Il Ceo di Microsoft Satya Nadella ha dichiarato che “i bot sono le nuove app”. Ma qual è la differenza tra un bot e un’app?
La principale differenza tra una app e un bot è che le prime vanno scaricate e installate, mentre i secondi vanno solo attivati all’interno di app e siti web senza bisogno di download. In questo modo possono funzionare all’interno delle app e dei programmi che già utilizziamo, andando a potenziarne le funzionalità interattive. Proprio questa “invisibilità” oggi rappresenta uno dei maggiori vantaggi dei bot: molti utenti potrebbero trovarli più semplici da utilizzare rispetto alle app.

Esiste una stima di quanti bot ci sono al mondo?

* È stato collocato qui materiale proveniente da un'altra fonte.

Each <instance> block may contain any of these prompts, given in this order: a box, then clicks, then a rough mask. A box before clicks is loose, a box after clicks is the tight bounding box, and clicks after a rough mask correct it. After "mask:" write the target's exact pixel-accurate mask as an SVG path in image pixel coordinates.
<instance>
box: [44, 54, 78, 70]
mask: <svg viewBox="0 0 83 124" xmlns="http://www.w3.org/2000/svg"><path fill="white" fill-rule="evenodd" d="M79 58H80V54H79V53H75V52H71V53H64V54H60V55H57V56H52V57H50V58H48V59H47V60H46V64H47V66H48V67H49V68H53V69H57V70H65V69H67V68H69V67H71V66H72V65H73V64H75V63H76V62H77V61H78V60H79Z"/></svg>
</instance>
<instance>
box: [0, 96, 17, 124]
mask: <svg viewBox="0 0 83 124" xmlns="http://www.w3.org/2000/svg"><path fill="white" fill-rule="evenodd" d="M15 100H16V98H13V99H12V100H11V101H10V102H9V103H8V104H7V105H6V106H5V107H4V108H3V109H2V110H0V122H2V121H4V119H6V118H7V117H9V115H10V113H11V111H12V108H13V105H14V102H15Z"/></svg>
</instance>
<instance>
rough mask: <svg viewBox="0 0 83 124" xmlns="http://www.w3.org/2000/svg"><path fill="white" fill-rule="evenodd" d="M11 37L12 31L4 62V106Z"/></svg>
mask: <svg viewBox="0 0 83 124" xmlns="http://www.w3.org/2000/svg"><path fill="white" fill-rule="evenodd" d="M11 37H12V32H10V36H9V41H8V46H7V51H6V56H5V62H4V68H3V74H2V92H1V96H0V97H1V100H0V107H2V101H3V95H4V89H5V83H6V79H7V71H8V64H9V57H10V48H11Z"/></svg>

Non esistono cifre attendibili sul numero complessivo di bot esistenti. Anche perché la maggior parte sono utilizzati per scopi poco nobili di spam. Ad ogni modo, secondo uno studio del 2015, il traffico Internet generato dai bot ha superato quello degli umani. Esistono, poi, dati sulle singole piattaforme: in uno degli ultimi report, Twitter ha rivelato che i bot costituiscono l’8,5% degli utenti attivi mensili. E proprio i bot hanno giocato un ruolo importante nelle ultime elezioni Usa, come ha rivelato uno studio dell’Oxford Internet Institute: durante il primo dibattito presidenziale i bot hanno creato oltre 500 mila tweet di supporto a Trump e 139.000 di supporto a Hillary Clinton. Gli studiosi hanno calcolato che quasi 1 tweet su 4 (23%) è stato generato o condiviso da un bot.

Ci sono anche usi “pericolosi” dei bot?
Assolutamente si. I bot non sono mai neutrali, ma incorporano sempre il punto di vista del programmatore che li ha scritti. Oppure, nel caso del machine learning, del tipo di interazioni che ha con gli utenti. Lo scorso anno ha fatto molto discutere Tay, un chatbot sviluppato da Microsoft in grado di apprendere il linguaggio degli utenti con cui interagiva su Twitter. Dopo che alcuni utenti hanno iniziato a rivolgersi al bot con insulti, anche Tay ha iniziato a scrivere messaggi poco delicati. Quanto è bastato perché Microsoft decidesse di interrompere l’esperimento. Anche l’utilizzo dei bot durante la recente campagna elettorale Usa ha fatto molto discutere: sempre secondo l’Oxford Internet Institute, molti dei bot presenti online hanno contribuito a diffondere notizie false che sono diventate virali sui social media.